Amiante, le scandale le plus long
par Eliane Patriarca
100 000 cercueils, le scandale de l’amiante
de José Bourgarel
France 2, ce soir, 22 h 50
En DVD le 29 janvier
L’amiante est un fléau dont on croit s’être débarrassé, le moteur d’une tragédie sanitaire que l’on souhaiterait terminée. C’est faux et le premier mérite du documentaire de José Bourgarel est de secouer notre indifférence. Chaque jour, en France, dix personnes meurent d’avoir respiré cette poussière blanche hautement cancérigène, et les premières images montrent les visages de ceux qui savent leurs jours comptés. Avec 3 000 décès par an — 100 000 d’ici à 2025 en France, et 500 000 en Europe —, l’ampleur de la catastrophe est insupportable. Mais le pire survient au fil des interviews et des documents collectés par le réalisateur, qui démontrent, dans un documentaire classique mais saisissant, que cette hécatombe aurait pu être évitée.
Minéral magique, l’amiante est un isolant utilisé dès le début du XXe siècle. Chantiers navals, bâtiments, on ignifuge tout. Dès 1906, un médecin du travail français s’inquiète de la surmortalité des ouvriers travaillant à son contact. En 1930, on fait le lien avec les cancers du poumon. Et pourtant, la fibre tueuse n’est pas interdite et son usage est même encouragé. José Bourgarel retrace la manipulation orchestrée par les industriels : pour contrer les rapports qui établissent la dangerosité du minéral, ils musellent la presse, s’annexent des scientifiques et promeuvent « l’usage raisonné de l’amiante ». Vaste fumisterie.
En France, ils forgent une machine de guerre, le Comité permanent amiante (CPA) – regroupant des représentants de l’Etat, des scientifiques et des syndicalistes – auquel le gouvernement finit par déléguer officieusement toute la gestion du dossier ! Le scandale finit par éclater dans les années 90 grâce, notamment, aux chercheurs de Jussieu, une université entièrement amiantée.

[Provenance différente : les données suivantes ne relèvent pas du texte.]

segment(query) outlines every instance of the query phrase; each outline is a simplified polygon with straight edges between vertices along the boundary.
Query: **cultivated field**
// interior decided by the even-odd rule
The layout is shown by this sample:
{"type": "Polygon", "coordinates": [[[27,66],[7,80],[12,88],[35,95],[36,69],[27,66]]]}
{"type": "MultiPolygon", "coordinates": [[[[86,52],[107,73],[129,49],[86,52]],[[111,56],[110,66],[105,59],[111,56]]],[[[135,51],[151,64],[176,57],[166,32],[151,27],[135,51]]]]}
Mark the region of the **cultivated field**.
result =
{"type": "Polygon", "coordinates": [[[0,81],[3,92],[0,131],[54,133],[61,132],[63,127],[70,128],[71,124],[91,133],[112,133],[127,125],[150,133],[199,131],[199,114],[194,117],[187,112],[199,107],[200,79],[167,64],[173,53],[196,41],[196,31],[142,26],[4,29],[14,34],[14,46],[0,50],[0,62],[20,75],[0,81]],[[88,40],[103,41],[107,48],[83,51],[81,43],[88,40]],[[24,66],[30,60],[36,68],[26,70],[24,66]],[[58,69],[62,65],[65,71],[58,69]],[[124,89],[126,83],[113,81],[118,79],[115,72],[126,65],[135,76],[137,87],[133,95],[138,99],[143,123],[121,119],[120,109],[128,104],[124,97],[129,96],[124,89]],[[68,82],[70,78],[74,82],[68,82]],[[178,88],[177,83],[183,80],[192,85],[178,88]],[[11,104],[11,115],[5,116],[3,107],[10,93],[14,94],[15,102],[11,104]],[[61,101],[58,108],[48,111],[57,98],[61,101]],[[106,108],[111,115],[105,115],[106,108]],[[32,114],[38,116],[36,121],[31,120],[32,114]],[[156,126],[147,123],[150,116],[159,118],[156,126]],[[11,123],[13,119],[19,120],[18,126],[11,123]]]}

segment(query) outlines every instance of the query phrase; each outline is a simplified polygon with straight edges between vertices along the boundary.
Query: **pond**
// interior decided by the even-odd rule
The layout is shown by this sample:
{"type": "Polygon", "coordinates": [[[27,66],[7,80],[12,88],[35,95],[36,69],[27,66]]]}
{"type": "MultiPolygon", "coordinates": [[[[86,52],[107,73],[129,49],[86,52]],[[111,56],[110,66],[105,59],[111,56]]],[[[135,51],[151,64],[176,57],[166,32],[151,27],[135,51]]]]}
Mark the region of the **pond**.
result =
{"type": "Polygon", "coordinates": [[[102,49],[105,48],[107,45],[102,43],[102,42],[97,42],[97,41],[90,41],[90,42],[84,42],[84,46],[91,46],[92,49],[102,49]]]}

Mais le drame ne s’est pas achevé avec l’interdiction de l’usage de l’amiante sur le territoire français, en 1997. D’abord parce que les maladies, horriblement douloureuses, peuvent se déclarer vingt à trente ans après l’exposition ; ensuite parce que de l’amiante, il y en a encore ; la production et le commerce se poursuivent dans les pays du Sud. Enfin, parce que les victimes françaises, qui ont déposé leurs premières plaintes en 1996, craignent désormais de ne pas vivre assez longtemps pour voir jugés les responsables.
En Italie, les victimes ont eu gain de cause au bout de trente ans de combats : en décembre, un gigantesque procès s’est ouvert à Turin, opposant 2 900 parties civiles aux ex-patrons d’Eternit, le leader européen de l’amiante-ciment, et le responsable de dizaines de milliers de morts en France.